We were a secret family, Matt and I and our ham sandwich. There was an intimacy to it. We were an inside joke, a made-up word, a conversation never had, but laid like a stone at the base of the fortress of our us.
In Minneapolis, the layover concourse offered bookstores and sundries and foods you’ll only eat in airports, as well as a scratch lotto vending machine.
“We have to play,” Matt insisted. “It’s our lucky day.”
His phrasing implied a balancing force. The universe had taken from us, and thus we were owed. Neither of us believed that, but we bought a ticket anyway.
We won $150.
Back in Kansas City we went straight from the airport to the doctor’s office, where we waited in an exam room and the grief crept up from the laminate floor, tickling my feet as they dangled off the end of the table. It might have pulled me all the way down right then had the nurse not interrupted.

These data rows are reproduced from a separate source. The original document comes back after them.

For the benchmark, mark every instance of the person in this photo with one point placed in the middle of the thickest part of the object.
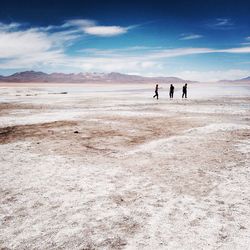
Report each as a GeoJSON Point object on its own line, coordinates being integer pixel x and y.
{"type": "Point", "coordinates": [156, 92]}
{"type": "Point", "coordinates": [184, 91]}
{"type": "Point", "coordinates": [171, 91]}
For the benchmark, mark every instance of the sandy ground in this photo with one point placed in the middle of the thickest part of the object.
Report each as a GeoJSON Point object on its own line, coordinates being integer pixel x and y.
{"type": "Point", "coordinates": [109, 167]}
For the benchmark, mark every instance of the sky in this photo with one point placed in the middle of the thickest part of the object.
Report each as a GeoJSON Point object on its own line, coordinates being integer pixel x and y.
{"type": "Point", "coordinates": [195, 40]}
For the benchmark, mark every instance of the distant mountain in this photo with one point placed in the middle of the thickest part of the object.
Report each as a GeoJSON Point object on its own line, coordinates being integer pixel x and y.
{"type": "Point", "coordinates": [113, 77]}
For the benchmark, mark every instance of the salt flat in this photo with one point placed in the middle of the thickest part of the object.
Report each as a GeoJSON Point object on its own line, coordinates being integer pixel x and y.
{"type": "Point", "coordinates": [109, 167]}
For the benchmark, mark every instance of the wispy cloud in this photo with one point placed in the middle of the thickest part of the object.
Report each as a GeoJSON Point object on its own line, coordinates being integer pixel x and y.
{"type": "Point", "coordinates": [213, 75]}
{"type": "Point", "coordinates": [221, 24]}
{"type": "Point", "coordinates": [93, 28]}
{"type": "Point", "coordinates": [45, 48]}
{"type": "Point", "coordinates": [190, 36]}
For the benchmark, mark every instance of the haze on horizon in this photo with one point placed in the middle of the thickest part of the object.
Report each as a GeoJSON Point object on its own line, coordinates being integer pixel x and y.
{"type": "Point", "coordinates": [192, 40]}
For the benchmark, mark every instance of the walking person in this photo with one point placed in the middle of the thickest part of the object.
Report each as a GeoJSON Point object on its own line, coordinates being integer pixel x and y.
{"type": "Point", "coordinates": [171, 91]}
{"type": "Point", "coordinates": [156, 92]}
{"type": "Point", "coordinates": [184, 91]}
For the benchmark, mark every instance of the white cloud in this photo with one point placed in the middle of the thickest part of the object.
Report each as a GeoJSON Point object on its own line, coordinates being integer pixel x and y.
{"type": "Point", "coordinates": [44, 48]}
{"type": "Point", "coordinates": [213, 75]}
{"type": "Point", "coordinates": [105, 30]}
{"type": "Point", "coordinates": [92, 28]}
{"type": "Point", "coordinates": [190, 36]}
{"type": "Point", "coordinates": [221, 24]}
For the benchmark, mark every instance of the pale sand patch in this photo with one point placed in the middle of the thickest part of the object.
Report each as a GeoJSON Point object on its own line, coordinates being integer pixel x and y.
{"type": "Point", "coordinates": [118, 170]}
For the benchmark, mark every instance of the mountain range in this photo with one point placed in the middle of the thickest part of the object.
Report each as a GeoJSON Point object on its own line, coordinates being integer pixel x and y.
{"type": "Point", "coordinates": [41, 77]}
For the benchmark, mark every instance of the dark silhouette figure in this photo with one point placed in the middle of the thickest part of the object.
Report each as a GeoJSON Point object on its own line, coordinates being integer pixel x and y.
{"type": "Point", "coordinates": [156, 92]}
{"type": "Point", "coordinates": [184, 91]}
{"type": "Point", "coordinates": [171, 91]}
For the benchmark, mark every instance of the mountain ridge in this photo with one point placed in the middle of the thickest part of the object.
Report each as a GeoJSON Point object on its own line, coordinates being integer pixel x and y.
{"type": "Point", "coordinates": [112, 77]}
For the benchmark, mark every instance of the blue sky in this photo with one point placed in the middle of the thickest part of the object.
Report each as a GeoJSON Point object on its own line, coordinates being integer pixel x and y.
{"type": "Point", "coordinates": [196, 40]}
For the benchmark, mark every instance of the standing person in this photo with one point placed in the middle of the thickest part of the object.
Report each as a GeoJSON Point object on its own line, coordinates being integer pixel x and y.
{"type": "Point", "coordinates": [184, 91]}
{"type": "Point", "coordinates": [156, 92]}
{"type": "Point", "coordinates": [171, 91]}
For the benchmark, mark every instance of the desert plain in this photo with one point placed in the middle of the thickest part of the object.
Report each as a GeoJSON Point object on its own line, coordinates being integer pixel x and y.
{"type": "Point", "coordinates": [106, 166]}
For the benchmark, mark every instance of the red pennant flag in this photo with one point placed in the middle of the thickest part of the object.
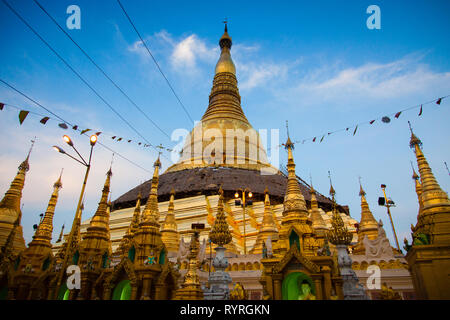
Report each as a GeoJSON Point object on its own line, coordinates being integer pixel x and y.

“I’m sorry,” she said. “We don’t need the tissue after all. Whomever took your call miscalculated. Testing is at the fourth miscarriage. Would you like us to dispose of that for you?” She extended her gloved hand.
No.
On the way home I apologized to Matt, ostensibly for wanting to keep the thing, or at least for not wanting it to be “disposed of,” bought back for a mere $150 and called even.
What I meant was that I was sorry for being who I was, a mother to dead things, things wanted and unwanted, things lost, things forgotten, things scattered across continents and dreamscapes and eaten by coyotes. Sorry for being moist and messy and unsolvable.
“Don’t be,” he said. The catch in his throat landed like a stone.
Back at Campbell, I took a Sharpie from the junk drawer and labeled the baggie Stinky, after Maggie’s cat.
Several long and short years later, we moved Stinky from the freezer into the fire. We burned the thing, the washcloth, the child that never was but might have been, in a flowerpot.
I was mother to a living boy then, and I held him on my hip as Stinky’s ashes scattered across
Campbell Street and
decades and
dreamscapes.
The universe, I thought, had settled its debt and the whole gross and sad and funny thing could be left behind, and eventually forgotten.
But that’s not the way the math works.